Patrick Paeck is a young astronomer who is very interested in observing planets. He likes to make best use of his observing sessions by planning them thoroughly. Unfortunately, this means he spends most of his spare time planning and has very little time left for observing.

Patrick has kindly agreed to put his planning to good use by writing a daily visible planets briefing for fans of the LAS website.

Patrick won't say which part of Britain his calculations are based on, but we believe they are centered on a small town a little way north of London that reminds him of his home far away. Therefore this column should be valid for the best part of England and Wales.

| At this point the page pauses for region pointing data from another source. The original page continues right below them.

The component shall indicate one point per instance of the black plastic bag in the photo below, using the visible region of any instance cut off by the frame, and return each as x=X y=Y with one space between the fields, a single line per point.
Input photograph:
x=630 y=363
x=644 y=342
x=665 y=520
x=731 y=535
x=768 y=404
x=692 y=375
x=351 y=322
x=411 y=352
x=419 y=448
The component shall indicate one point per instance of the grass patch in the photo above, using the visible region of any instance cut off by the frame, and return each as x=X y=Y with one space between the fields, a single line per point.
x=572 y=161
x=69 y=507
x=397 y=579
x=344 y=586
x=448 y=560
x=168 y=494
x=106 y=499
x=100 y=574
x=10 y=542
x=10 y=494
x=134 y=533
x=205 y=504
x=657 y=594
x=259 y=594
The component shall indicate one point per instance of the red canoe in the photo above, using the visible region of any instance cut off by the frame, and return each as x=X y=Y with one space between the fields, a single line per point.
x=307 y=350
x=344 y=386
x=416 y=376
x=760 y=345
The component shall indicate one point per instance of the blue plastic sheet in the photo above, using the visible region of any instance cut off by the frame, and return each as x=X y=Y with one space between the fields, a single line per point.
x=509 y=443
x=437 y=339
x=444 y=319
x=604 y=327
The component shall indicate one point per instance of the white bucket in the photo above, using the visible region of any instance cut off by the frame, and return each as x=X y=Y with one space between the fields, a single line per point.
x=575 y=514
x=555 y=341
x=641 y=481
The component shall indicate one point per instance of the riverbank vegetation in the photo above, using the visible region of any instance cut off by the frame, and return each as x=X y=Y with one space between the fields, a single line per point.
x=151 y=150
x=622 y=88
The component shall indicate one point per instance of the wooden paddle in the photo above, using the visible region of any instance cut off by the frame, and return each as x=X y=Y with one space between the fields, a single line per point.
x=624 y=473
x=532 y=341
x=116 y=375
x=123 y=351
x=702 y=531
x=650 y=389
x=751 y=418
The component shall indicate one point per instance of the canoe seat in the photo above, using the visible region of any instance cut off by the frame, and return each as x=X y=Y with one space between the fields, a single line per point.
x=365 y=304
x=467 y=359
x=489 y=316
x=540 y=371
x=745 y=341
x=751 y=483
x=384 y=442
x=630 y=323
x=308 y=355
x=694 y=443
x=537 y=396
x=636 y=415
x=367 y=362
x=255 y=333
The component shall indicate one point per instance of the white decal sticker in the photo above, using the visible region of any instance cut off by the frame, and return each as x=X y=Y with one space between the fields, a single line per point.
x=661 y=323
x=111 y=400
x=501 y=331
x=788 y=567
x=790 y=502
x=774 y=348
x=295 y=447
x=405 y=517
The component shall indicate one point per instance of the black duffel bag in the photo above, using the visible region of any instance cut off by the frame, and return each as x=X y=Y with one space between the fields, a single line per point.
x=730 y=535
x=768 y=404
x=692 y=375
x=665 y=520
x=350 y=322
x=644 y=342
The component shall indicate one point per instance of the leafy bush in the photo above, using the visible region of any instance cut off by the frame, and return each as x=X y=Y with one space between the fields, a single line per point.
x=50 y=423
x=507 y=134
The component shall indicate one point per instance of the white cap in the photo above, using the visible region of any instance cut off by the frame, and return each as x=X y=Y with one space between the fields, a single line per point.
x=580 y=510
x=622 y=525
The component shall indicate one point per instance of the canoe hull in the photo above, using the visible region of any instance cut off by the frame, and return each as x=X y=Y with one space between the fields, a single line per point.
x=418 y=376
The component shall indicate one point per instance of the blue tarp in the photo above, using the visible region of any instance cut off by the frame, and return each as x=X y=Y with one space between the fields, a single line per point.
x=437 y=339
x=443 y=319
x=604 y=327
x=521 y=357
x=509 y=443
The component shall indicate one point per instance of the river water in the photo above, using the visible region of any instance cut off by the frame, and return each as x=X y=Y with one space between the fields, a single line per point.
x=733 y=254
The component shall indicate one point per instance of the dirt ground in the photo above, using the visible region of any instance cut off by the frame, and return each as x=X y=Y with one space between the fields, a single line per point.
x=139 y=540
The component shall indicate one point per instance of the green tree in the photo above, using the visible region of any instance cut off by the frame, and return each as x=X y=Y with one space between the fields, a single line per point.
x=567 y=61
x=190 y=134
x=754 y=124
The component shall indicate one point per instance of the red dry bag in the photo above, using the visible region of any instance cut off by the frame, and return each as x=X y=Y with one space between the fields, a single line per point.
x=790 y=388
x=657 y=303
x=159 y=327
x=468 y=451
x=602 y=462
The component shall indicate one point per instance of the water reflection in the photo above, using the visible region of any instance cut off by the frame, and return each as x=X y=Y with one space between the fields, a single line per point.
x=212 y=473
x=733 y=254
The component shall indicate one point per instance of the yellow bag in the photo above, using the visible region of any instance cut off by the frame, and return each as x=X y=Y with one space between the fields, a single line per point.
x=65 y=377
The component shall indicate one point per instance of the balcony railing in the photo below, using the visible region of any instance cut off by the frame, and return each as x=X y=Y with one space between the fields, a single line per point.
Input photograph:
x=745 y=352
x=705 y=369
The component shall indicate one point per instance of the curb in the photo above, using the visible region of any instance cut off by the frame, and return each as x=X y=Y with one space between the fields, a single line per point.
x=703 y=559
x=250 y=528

Local midnight varies in time each day in the same way that the "Equation of Time" correction noted on good sundials modifies the sundial time to match clock time. In the summer, local midnight occurs about one a.m. BST because clocks are put forward an hour.

Our friends in the west country and Wales will find that things happen several minutes later than noted here. Plymouth and Swansea will be a full sixteen minutes later and Falmouth twenty minutes. Birmingham will be just eight minutes later. Those in the south-east of England may find things happen just a few minutes earlier. Residents of northern France, Belgium and Netherlands should find the brief works quite well, but once again timings will vary with Longitude.

Patrick would like everyone to know that he is very grateful to his brother Josef for help in compiling the planets brief, especially the book of mathematical techniques for astronomers. A fresh planets brief is written every day. The brief changes very little from day to day as the planets move very slowly.

LAS Virtual Orrery
LAS Virtual Orrery - Tap for Details

The orrerys on this page and the planets page show the positions of the planets in their orbits each day. As with real orrerys the orbits are not to scale and are circular not elliptical. However the methods used to calculate their positions take into account the actual orbital distances and their elliptical orbits. In some cases the gravitational effects of one planet on another are also taken into account.

Patrick would love a nice traditional brass orrery like the one shown here. Unfortunately his salary and student loan repayments do not allow him to commission one.